You really need to be willing to provide specifics.
Again: The
vast majority of the d20 product that was in the distribution chain was put there by companies with the clout to get it there:
The business-oriented 3PPs.
Make a list. Name names. It's ok-- I don't mind doing it, because the vast majority of this product was
successful. There was a market for it.
Was the market as big as the retailers thought it would be? No.
There's your glut.
But the glut had nothing to do with the quality of the products or the types of product lines the publishers chose to focus on.
They just printed too much.
Supply exceeded demand. It really doesn't require any more analysis than that. It is not necessarily an indictment on the quality of the supply that there is no demand for it. Obviously there's less demand for crappy product. But it is also possible for there to be no demand for
good product.
If you try to single out any particular publishers for being responsible for the glut, odds are
very high that you're going to be pointing your finger at a successful publisher with good business sense who built a loyal following and has one or more successful brand lines.
I'll spot you Fast Forward Entertainment and any other defunct 3PPs you like.
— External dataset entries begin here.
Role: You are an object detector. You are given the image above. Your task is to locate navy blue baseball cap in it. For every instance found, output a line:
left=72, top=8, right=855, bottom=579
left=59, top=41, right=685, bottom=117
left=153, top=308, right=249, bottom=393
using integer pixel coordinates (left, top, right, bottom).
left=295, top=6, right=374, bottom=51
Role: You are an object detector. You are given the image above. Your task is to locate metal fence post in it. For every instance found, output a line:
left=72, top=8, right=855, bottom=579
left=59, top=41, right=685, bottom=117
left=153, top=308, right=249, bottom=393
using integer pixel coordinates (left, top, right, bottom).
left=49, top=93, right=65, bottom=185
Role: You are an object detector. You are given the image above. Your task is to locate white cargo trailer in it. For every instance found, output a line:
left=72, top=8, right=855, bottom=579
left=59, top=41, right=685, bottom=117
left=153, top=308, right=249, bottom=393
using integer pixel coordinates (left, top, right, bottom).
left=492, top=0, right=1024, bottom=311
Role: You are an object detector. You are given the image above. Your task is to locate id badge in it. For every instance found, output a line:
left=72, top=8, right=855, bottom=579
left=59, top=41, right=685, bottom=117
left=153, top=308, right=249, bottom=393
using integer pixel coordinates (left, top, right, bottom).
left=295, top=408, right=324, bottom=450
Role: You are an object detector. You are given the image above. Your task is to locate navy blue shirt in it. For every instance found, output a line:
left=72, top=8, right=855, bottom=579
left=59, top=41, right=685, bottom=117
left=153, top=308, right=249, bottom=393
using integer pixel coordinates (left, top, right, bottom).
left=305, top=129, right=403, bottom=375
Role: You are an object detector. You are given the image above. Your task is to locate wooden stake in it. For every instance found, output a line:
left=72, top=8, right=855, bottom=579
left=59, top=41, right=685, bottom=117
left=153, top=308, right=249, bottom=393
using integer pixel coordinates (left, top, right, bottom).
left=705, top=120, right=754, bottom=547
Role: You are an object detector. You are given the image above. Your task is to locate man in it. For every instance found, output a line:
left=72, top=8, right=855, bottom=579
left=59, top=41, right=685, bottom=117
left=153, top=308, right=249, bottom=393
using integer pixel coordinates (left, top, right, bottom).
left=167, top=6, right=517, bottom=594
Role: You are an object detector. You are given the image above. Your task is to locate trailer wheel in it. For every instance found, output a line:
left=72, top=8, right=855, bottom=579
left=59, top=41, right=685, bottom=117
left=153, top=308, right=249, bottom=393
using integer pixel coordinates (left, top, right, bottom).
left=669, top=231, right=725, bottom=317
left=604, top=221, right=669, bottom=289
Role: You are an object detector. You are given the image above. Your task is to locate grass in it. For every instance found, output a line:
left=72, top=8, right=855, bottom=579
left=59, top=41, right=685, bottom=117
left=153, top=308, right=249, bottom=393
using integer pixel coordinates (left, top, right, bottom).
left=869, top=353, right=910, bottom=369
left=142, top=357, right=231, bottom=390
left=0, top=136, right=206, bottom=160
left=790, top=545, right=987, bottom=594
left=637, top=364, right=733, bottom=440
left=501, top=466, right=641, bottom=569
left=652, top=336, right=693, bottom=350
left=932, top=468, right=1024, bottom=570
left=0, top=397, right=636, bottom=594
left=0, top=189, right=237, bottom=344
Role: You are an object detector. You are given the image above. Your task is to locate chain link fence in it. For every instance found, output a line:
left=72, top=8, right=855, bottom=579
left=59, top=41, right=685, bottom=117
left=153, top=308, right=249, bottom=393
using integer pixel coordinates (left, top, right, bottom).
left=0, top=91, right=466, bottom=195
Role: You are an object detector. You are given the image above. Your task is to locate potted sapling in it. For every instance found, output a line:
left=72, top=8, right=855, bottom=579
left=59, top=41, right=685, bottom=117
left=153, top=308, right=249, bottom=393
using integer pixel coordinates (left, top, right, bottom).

We'll take all that "crappy glut product" out of existence. Erase it from the history books.
You still won't make a dent in the amount of d20 product produced by the most successful publishers, all of whom are still around and healthy (whether or not they are still publishing for d20).
I suggest that you might have
prolonged the lifetime of 3e publishing, delayed the collapse a bit, but saturation was inevitable.
Saturation in the RPG business is always inevitable. It's why we have 3rd and 4th and 5th editions.
Love it or hate it, one consequence of the GSL is that it'll keep a lot of those guys out of the market, making it a better business environment for the smaller number of publishers that do pursue the GSL.
You have it exactly backwards. The companies who are in the best position to offer quality product-- to use their business acumen to create high quality product and to grow it into successful brands-- are the ones least likely to accept a license that can cut the legs out from all their hard work.
The GSL is far more attractive to 3PPs who want to dabble-- get in, make some money, get out. They won't care one whit if they are building successful product lines and a sustainable publishing business on the back of a volatile, ephemeral, and one-sided license.